Wednesday, December 8, 2010
The J. Crew deal is one where there will no doubt be some legal scrutiny, given the possible deficiencies in the process. Whether those challenges will succeed is of course an entirely different matter. The parties in that transaction included a "go-shop" provision. Presumably the go-shop can help paper over any deficiencies in the sales process. But how should we think about the effect of the go-shop when paired with a rather strong match right? Here's the match right as it appears in the J. Crew merger agreement:
Notwithstanding anything to the contrary herein, prior to the time the Company Stockholder Approval is obtained, but not after, the Board of Directors of the Company may change, qualify, withhold, withdraw or modify, or publicly propose to change, qualify, withhold, withdraw or modify, in a manner adverse to Parent, the Company Board Recommendation (“Change of Recommendation”) if the Board of Directors of the Company (acting upon recommendation of the Special Committee) has determined in good faith, after consultation its financial advisor and outside legal counsel, that failure to take such action could be inconsistent with the directors’ fiduciary duties under applicable Law; provided, however, that such action shall not be in response to a Superior Proposal (which is addressed under Section 5.2(e)) and prior to taking such action, (x) the Board of Directors of the Company has given Parent at least three calendar days’ prior written notice of its intention to take such action and a description of the reasons for taking such action, (y) the Company has negotiated, and has caused its Representatives to negotiate, in good faith with Parent during such notice period, to the extent Parent wishes to negotiate, to enable Parent to revise the terms of this Agreement, the Financing Letters, the Rollover Letter and the Guaranty in such a manner that would obviate the need for taking such action and (z) following the end of such notice period, the Board of Directors of the Company (acting upon recommendation of the Special Committee) shall have considered in good faith any revisions to this Agreement, the Financing Letters, the Rollover Letter and the Guaranty proposed in writing by Parent in a manner that would form a binding contract if accepted by the Company, and shall have determined in good faith, after consultation with its financial advisor and outside legal counsel, that failure to effect a Change of Recommendation could be inconsistent with the directors’ fiduciary duties under applicable Law.

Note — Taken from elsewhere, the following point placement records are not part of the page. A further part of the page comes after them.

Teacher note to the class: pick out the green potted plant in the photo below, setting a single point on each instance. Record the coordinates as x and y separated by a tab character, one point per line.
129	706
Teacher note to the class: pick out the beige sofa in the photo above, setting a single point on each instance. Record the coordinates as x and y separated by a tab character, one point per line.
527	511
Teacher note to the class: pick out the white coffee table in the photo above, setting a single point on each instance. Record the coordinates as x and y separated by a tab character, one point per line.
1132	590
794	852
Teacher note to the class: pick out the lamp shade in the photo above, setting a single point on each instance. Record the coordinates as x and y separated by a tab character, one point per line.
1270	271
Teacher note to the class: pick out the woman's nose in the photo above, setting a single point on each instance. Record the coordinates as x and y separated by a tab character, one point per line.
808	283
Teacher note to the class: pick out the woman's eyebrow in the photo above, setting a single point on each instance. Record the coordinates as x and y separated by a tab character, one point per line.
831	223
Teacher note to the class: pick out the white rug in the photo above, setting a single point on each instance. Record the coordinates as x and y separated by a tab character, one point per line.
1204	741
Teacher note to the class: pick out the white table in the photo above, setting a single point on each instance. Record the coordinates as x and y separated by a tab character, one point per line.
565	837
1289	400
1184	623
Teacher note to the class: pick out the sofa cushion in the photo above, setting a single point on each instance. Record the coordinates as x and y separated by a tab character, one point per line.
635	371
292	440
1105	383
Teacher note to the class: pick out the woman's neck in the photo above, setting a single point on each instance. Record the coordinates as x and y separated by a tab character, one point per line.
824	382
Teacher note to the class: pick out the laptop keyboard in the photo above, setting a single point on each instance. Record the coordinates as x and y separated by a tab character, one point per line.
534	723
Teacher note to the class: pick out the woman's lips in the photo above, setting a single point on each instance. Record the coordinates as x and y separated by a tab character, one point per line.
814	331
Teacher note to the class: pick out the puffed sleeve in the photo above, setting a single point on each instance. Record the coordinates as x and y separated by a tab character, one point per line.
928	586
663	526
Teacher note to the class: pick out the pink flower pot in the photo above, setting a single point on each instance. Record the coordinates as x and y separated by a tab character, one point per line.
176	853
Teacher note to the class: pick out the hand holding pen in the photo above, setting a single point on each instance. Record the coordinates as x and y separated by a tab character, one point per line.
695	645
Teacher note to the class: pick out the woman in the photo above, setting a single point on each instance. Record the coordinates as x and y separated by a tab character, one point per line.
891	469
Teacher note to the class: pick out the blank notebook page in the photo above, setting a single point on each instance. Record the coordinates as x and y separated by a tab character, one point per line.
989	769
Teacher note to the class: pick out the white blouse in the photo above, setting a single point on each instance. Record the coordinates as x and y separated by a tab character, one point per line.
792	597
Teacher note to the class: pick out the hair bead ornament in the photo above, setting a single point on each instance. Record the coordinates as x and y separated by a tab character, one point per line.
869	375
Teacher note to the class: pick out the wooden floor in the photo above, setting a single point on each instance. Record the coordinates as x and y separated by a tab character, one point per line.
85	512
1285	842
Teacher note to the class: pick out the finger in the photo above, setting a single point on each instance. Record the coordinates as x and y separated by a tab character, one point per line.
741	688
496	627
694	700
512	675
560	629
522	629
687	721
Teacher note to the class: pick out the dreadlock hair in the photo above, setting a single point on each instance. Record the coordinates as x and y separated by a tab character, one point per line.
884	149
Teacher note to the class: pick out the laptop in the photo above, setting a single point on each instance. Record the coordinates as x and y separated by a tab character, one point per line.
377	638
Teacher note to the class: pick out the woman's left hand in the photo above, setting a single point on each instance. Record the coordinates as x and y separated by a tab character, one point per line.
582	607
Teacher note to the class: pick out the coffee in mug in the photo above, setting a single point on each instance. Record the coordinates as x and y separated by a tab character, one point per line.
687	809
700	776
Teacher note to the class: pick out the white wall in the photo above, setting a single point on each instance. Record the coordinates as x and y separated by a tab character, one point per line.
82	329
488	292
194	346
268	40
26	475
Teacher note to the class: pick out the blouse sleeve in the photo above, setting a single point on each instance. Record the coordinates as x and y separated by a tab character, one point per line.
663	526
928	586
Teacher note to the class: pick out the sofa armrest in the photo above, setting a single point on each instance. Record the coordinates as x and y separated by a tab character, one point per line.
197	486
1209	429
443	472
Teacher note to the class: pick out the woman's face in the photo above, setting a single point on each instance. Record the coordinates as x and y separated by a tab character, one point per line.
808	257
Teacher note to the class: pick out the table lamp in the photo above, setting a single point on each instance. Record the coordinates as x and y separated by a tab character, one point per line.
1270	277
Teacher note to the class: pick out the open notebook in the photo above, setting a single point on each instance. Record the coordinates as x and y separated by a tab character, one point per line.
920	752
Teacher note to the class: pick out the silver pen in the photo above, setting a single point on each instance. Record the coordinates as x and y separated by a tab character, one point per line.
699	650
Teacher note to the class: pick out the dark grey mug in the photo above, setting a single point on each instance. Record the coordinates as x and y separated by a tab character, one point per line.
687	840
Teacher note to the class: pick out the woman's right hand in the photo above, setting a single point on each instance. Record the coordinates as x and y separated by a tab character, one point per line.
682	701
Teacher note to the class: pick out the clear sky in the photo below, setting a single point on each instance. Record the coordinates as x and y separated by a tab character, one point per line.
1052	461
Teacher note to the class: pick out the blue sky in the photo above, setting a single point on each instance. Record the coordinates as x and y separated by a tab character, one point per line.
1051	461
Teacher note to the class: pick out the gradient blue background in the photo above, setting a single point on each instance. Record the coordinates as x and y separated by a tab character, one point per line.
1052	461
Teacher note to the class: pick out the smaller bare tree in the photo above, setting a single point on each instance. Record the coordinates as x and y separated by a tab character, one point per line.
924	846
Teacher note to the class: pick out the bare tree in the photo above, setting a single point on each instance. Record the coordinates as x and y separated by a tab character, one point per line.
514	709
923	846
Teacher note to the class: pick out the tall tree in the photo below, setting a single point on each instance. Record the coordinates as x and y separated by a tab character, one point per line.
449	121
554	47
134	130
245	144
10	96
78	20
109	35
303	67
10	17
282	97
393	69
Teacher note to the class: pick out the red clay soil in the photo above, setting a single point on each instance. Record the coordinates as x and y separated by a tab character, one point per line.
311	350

It's a strong matching right - as opposed to simply an information right - because it includes an obligation to negotiate with the initial bidder before terminating the agreement. The match right ensures that the bidder will always have the last look and the right to match. In effect, the initial bidder will always the opportunity to take the agreement proferred up by a second bidder and sign on the dotted line. There is no circumstance under which the second bidder will be have to walk away with the seller unless the initial bidder has had a reasonable chance to meet the terms. There are pretty good reason to believe that this right can - in some circumstances - deter subsequent bidders from appearing. I've got a short piece on match rights that is appearing in the inaugural edition of the Harvard Business Law Review Online. In it I suggest that courts should not treat match rights as standard terms in merger agreements - as they have recently, but rather subject them to intermediate scrutiny.